Alas, not everyone is attentive and watching. A lady checking she has not missed the latest notification on her smartphone of tomorrow’s ‘latte decaf and careful on the sweetener’ meeting does not know one girl is brushed by a side mirror on her 4×4. The girls, there are three, decide to walk a little more prominently in the road. I like their approach. Acknowledge their assertiveness as we crawl up behind them.
The tallest girl, no more than ten years of age, acknowledges the car’s presence, it does not matter about the people in the car. She is asserting the right to go home safely as all people should be doing. I stop the car and let them walk the ten metres along the road before turning off the opposite side to take their short cut toward home. I say to my daughter, my important passenger:
‘Look at these girls asserting their rights’
‘What does assert mean’ She asks
‘To claim, to declare; to make sure you get what is yours. Does this make sense?’

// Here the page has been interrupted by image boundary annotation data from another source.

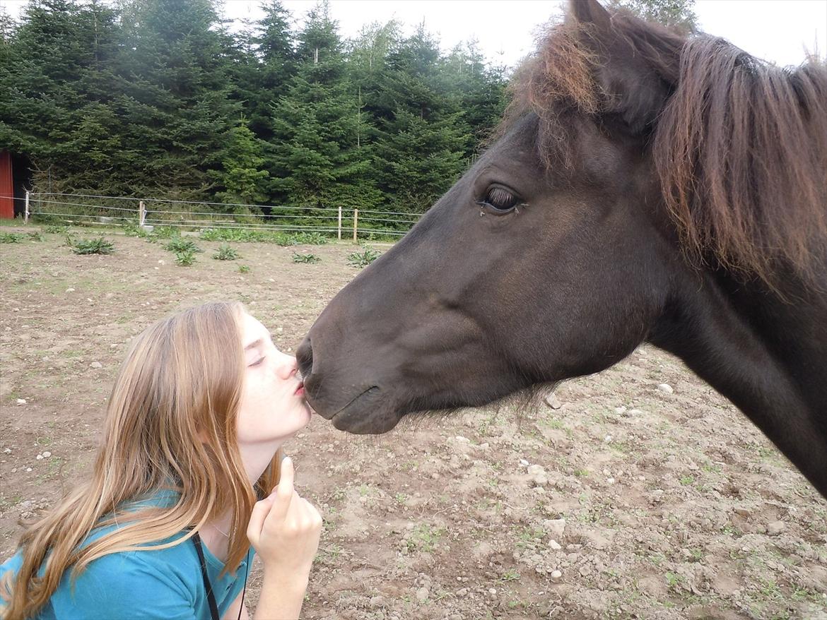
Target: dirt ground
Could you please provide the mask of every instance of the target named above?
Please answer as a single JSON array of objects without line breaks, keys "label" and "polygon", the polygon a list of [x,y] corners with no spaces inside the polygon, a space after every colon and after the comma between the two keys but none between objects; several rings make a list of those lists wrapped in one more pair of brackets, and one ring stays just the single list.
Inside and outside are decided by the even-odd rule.
[{"label": "dirt ground", "polygon": [[[88,471],[144,327],[240,299],[289,351],[357,273],[347,243],[233,244],[241,258],[218,261],[218,244],[198,241],[181,267],[108,236],[111,255],[73,255],[57,234],[0,245],[0,561],[21,520]],[[827,503],[681,362],[643,346],[557,398],[376,437],[314,417],[287,446],[325,517],[303,616],[827,618]]]}]

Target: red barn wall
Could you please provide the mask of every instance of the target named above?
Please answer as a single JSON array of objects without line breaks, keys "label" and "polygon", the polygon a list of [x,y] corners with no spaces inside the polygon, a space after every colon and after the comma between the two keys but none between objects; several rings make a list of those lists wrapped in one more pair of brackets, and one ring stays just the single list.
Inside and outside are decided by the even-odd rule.
[{"label": "red barn wall", "polygon": [[0,150],[0,217],[14,219],[14,180],[12,154]]}]

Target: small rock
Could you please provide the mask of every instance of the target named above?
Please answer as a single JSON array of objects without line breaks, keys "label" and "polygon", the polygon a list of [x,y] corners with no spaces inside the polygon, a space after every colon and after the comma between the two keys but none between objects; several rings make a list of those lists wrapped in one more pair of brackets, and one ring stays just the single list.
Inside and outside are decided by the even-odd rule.
[{"label": "small rock", "polygon": [[545,398],[546,404],[551,407],[552,409],[559,409],[563,406],[563,403],[560,402],[557,398],[557,395],[552,392]]},{"label": "small rock", "polygon": [[767,524],[767,533],[769,536],[778,536],[785,529],[786,529],[786,526],[783,521],[773,521],[772,523]]},{"label": "small rock", "polygon": [[566,531],[566,519],[546,519],[543,522],[543,527],[555,540],[562,538]]}]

‘Yes. How were they doing that?’
‘By being right to force us to take care and let them, as people, be priority over all these big cars. Is that right?’

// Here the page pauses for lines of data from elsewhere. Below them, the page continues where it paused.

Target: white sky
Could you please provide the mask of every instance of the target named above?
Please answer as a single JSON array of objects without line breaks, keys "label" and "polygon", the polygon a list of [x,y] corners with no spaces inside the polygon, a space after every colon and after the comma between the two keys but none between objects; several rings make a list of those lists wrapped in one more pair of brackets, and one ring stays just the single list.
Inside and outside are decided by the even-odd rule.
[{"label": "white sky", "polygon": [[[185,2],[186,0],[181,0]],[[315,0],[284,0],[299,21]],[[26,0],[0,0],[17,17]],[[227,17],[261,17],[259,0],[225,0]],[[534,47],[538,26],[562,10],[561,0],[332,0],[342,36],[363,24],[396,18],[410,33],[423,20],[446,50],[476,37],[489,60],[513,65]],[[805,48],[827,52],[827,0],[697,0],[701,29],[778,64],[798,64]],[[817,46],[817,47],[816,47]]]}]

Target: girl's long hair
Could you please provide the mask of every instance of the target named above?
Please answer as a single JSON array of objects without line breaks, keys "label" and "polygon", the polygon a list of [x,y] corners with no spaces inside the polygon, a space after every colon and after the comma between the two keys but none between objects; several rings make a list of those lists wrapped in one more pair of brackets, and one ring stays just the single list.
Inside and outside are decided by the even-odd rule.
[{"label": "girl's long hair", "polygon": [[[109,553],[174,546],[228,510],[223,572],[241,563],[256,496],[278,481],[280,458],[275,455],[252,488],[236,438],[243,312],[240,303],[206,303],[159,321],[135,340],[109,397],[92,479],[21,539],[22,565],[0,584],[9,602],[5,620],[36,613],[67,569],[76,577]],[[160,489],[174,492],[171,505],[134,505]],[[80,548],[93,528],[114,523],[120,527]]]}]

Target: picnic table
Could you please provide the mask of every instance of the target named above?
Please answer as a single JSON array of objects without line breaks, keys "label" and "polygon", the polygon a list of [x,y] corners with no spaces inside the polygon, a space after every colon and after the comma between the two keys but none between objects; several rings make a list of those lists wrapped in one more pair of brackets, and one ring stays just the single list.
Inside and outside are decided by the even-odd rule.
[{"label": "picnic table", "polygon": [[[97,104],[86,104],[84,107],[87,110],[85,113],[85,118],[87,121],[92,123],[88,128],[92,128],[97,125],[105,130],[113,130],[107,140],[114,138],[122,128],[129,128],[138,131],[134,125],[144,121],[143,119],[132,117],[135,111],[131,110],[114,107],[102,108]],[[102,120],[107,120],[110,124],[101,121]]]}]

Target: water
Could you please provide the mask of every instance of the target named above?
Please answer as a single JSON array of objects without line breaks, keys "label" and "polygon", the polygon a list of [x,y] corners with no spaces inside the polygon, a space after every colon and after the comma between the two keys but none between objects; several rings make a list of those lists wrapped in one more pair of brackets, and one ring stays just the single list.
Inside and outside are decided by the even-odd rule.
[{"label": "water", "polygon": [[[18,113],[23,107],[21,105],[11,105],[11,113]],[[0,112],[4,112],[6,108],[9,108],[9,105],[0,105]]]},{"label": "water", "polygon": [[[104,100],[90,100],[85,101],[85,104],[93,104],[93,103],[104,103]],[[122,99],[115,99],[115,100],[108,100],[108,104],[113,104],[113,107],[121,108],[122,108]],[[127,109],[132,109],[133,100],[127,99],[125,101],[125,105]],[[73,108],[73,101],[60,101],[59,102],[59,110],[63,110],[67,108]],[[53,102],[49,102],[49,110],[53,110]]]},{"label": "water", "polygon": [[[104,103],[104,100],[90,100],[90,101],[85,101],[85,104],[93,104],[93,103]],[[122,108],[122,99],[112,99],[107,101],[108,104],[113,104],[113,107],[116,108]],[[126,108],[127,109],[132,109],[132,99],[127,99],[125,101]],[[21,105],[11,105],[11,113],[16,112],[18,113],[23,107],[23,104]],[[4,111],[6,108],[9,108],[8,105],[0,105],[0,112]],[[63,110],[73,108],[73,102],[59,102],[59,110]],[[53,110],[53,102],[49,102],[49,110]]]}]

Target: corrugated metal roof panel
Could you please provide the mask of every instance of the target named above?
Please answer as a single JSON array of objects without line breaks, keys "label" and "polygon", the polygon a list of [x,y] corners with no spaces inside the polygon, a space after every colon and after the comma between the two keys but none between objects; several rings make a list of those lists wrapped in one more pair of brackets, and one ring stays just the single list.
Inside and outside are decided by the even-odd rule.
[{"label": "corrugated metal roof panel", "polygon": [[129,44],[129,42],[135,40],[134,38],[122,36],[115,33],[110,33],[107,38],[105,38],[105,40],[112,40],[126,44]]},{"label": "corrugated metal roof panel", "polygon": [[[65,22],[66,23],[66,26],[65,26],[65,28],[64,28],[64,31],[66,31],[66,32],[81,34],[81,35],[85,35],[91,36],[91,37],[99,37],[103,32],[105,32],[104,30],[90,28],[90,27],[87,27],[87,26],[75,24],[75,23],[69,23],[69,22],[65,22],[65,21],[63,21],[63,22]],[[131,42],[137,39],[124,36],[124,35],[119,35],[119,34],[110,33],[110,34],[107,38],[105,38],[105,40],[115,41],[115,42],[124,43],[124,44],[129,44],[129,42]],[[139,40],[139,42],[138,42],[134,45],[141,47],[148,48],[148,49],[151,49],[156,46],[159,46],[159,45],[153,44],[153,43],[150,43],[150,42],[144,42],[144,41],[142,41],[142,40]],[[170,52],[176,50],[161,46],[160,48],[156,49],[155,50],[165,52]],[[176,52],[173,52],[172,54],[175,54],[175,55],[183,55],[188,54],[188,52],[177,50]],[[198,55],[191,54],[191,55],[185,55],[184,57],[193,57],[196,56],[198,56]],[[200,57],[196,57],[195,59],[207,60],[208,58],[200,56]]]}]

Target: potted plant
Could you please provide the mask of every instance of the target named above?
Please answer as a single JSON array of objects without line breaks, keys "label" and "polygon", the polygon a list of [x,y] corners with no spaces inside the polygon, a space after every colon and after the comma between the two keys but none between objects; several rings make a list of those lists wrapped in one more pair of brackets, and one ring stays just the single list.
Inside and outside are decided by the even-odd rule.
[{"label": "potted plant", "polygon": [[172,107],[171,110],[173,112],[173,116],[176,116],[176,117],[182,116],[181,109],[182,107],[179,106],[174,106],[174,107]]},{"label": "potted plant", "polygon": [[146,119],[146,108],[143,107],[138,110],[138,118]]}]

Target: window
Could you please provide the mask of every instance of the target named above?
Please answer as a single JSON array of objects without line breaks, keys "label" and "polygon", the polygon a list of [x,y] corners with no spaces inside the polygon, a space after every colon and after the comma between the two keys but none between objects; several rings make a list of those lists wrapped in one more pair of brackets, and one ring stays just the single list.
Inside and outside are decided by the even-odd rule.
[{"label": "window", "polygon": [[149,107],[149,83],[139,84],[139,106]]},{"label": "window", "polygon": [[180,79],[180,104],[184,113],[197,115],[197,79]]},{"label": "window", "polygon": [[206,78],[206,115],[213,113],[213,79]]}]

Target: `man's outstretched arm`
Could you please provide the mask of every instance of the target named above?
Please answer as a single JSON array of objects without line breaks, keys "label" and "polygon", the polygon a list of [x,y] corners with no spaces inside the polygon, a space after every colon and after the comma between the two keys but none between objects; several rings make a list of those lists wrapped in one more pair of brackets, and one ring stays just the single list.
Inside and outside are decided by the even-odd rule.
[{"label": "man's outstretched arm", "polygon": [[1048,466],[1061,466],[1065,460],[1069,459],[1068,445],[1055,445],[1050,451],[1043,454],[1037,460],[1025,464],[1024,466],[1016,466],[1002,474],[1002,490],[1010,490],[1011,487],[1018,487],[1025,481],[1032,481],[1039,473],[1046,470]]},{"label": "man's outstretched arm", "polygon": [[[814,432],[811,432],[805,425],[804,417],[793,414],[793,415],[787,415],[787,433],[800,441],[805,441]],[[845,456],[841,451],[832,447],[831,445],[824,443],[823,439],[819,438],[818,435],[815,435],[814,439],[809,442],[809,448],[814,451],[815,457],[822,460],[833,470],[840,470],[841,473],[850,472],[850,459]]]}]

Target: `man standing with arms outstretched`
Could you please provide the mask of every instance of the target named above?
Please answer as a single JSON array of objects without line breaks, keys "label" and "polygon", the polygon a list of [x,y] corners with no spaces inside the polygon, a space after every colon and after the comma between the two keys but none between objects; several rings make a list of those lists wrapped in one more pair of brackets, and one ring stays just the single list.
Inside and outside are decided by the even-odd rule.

‘Yes,’ says my daughter, ‘people come first. And those girls are being good for the environment walking to and from school.’

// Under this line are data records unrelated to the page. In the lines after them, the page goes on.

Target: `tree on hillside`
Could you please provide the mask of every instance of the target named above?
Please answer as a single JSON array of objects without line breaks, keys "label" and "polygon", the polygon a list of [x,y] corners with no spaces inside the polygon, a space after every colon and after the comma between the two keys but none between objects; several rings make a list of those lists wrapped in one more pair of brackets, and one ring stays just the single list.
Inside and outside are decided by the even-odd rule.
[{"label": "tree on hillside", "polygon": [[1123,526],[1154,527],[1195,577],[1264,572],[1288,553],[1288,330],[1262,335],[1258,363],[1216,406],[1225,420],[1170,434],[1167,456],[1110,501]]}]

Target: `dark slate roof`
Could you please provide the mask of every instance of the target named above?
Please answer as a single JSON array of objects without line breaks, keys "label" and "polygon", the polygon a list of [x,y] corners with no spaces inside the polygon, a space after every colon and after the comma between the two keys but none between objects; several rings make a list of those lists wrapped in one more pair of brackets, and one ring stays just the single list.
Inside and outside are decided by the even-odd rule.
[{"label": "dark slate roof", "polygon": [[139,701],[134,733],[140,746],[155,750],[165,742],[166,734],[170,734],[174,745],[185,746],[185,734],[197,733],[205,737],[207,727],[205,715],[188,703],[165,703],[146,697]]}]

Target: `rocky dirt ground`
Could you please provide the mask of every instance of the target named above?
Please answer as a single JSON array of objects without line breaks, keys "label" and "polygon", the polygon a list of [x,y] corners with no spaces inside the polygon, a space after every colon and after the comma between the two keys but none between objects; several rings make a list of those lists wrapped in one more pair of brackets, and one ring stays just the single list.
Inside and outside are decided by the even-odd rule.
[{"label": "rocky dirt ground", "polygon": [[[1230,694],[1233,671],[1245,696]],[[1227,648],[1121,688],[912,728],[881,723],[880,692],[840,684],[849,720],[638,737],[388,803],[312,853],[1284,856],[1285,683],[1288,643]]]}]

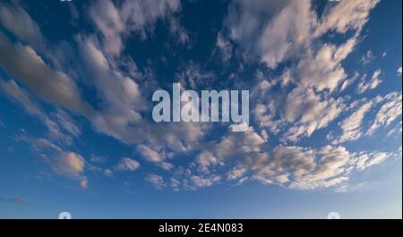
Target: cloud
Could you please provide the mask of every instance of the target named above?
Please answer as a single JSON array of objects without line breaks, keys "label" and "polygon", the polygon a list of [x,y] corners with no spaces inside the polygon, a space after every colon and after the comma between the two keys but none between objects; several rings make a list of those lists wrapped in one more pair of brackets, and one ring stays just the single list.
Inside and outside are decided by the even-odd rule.
[{"label": "cloud", "polygon": [[[129,157],[123,157],[115,166],[116,171],[135,171],[140,167],[140,163]],[[109,172],[107,172],[107,174]]]},{"label": "cloud", "polygon": [[[297,55],[310,38],[310,1],[238,1],[229,6],[230,37],[270,68]],[[274,9],[278,10],[274,14]],[[270,21],[268,21],[270,19]]]},{"label": "cloud", "polygon": [[374,89],[377,88],[382,82],[382,80],[379,78],[382,72],[381,69],[376,70],[369,81],[365,81],[363,78],[358,84],[358,93],[362,94],[366,90]]},{"label": "cloud", "polygon": [[52,70],[30,47],[13,44],[3,33],[0,64],[43,99],[79,114],[90,116],[94,113],[69,76]]},{"label": "cloud", "polygon": [[401,115],[401,93],[391,92],[384,97],[386,102],[382,106],[375,116],[375,120],[366,132],[373,135],[382,126],[388,126],[396,118]]},{"label": "cloud", "polygon": [[282,136],[282,140],[297,141],[302,137],[310,137],[315,130],[328,126],[344,107],[341,97],[324,99],[310,89],[293,89],[286,100],[284,116],[287,122],[295,123]]},{"label": "cloud", "polygon": [[181,42],[188,39],[186,32],[177,21],[170,17],[180,10],[177,0],[123,1],[115,4],[112,1],[97,1],[91,4],[89,14],[102,34],[103,49],[107,55],[119,55],[124,40],[132,33],[146,38],[146,31],[152,31],[159,19],[170,18],[171,31],[177,33]]},{"label": "cloud", "polygon": [[27,204],[27,201],[22,199],[21,198],[14,197],[14,198],[2,198],[0,197],[0,201],[11,201],[21,205]]},{"label": "cloud", "polygon": [[0,24],[25,43],[38,49],[44,48],[45,43],[39,27],[22,7],[0,4]]},{"label": "cloud", "polygon": [[364,118],[373,106],[373,102],[369,101],[361,106],[361,107],[354,112],[349,117],[341,122],[339,126],[343,131],[343,133],[339,138],[334,140],[332,142],[342,143],[347,140],[355,140],[359,139],[363,135],[361,126]]},{"label": "cloud", "polygon": [[374,165],[382,163],[390,157],[391,157],[390,154],[387,152],[362,153],[356,158],[356,168],[358,170],[364,170]]},{"label": "cloud", "polygon": [[72,179],[77,179],[83,189],[88,187],[88,179],[82,175],[85,161],[74,152],[59,152],[50,159],[50,165],[55,173]]},{"label": "cloud", "polygon": [[155,174],[150,174],[147,175],[146,181],[150,182],[154,187],[160,190],[164,188],[167,184],[164,182],[164,178]]},{"label": "cloud", "polygon": [[56,113],[48,115],[29,92],[19,87],[14,80],[0,80],[0,90],[19,102],[29,114],[39,118],[53,140],[68,145],[72,144],[73,138],[64,132],[62,128],[75,137],[80,135],[80,130],[65,112],[58,109]]},{"label": "cloud", "polygon": [[219,47],[219,52],[221,53],[222,60],[224,62],[227,62],[231,58],[232,45],[227,39],[224,38],[221,31],[217,34],[216,47]]},{"label": "cloud", "polygon": [[209,151],[203,151],[199,154],[196,157],[196,162],[200,165],[202,172],[209,172],[209,166],[224,165]]},{"label": "cloud", "polygon": [[43,138],[18,136],[16,140],[27,142],[55,174],[77,180],[82,189],[87,189],[88,179],[83,174],[86,161],[80,154],[64,150],[50,140]]},{"label": "cloud", "polygon": [[199,175],[192,175],[190,179],[193,182],[193,183],[197,187],[209,187],[211,186],[213,183],[218,182],[221,180],[219,176],[205,178]]},{"label": "cloud", "polygon": [[368,21],[370,11],[376,6],[379,0],[340,1],[333,7],[328,5],[325,17],[315,30],[315,35],[322,35],[334,30],[346,33],[355,30],[361,31]]},{"label": "cloud", "polygon": [[[384,53],[384,54],[386,54],[386,53]],[[382,57],[383,57],[383,54],[382,54]],[[370,63],[375,58],[376,58],[376,56],[373,55],[373,51],[368,50],[366,52],[366,54],[361,57],[360,63],[363,63],[363,65],[366,65],[366,64]]]},{"label": "cloud", "polygon": [[356,38],[351,38],[341,46],[324,44],[314,54],[308,51],[297,66],[301,83],[319,91],[333,91],[347,78],[340,63],[353,51]]}]

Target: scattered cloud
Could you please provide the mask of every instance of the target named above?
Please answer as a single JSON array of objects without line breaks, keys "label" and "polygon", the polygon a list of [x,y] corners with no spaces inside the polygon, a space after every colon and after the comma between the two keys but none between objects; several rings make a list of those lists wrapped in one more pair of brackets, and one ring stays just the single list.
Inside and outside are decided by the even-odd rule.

Good points. How many of us can say this of our own daily routines? More perhaps, and maybe the majority, in some cultures where neighbourhood schools are apparent and possibly human powered transport is safe.
In Africa, with its inequity, central locking and guards on gated communities abound. This is where the feeling of principle and practice are often divorced. Hitting the central locking is sensible. Walking places is a good move – when safe. Making points is a necessity particularly when latte sipping fools think they can drive and read messages at the same time. People have moved from expediency to laxity and regularly treat people with utter disdain.
Here is the point of this encounter. Lasting less than two minutes, we see the issues of development encompassed.
0 to 20seconds – A person not caring and simply driving through worried more about social posturing than the lives of those around her posing box on wheels.
21 to 60 seconds – Girls express their concern to each other making sure they are ok.
61 to 90 seconds – They place themselves in the ascendancy, make sure people do not ignore them.
90 to 110 seconds – A laugh, a joke, the joy of life expressed.
111 to 120 seconds – The look to communicate animosity, genuine hostility, toward another 4×4 being driven recklessly toward them.
Hostility and animosity directed toward people driving big expensive cars who do not give a shit. The power in those eyes was fantastic. This is where real action starts to turn such power to drive forward the agendas addressing, first off, road deaths, then better schooling for all and on to how we all make sure equality lives well beyond 5 star, metal detector guarded hotel conference rooms.
It starts with individual actions. All of us have to learn to look deep into people’s eyes and communicate intent to make things happen positively. By all means, enjoy the latte; but make sure to not talk about it on your telephone when driving. Make sure next time you are out and about to speak with people. Engage, listen to hopes and dreams behind the faces you see. Fore, if you do not engage and learn, then the looks will become ever more hostile. And the animosity will manifest itself in naked hatred seen in random attacks and acts of violence we all know too well. Do not believe politicians and their terrorist claims all the time, ordinary people hit by a car wing mirror can become the instrument of mind manipulators; if we do not engage.
Get off your phone and get into real social media – talk with the waiter or waitress when you order the next latte. Make a difference.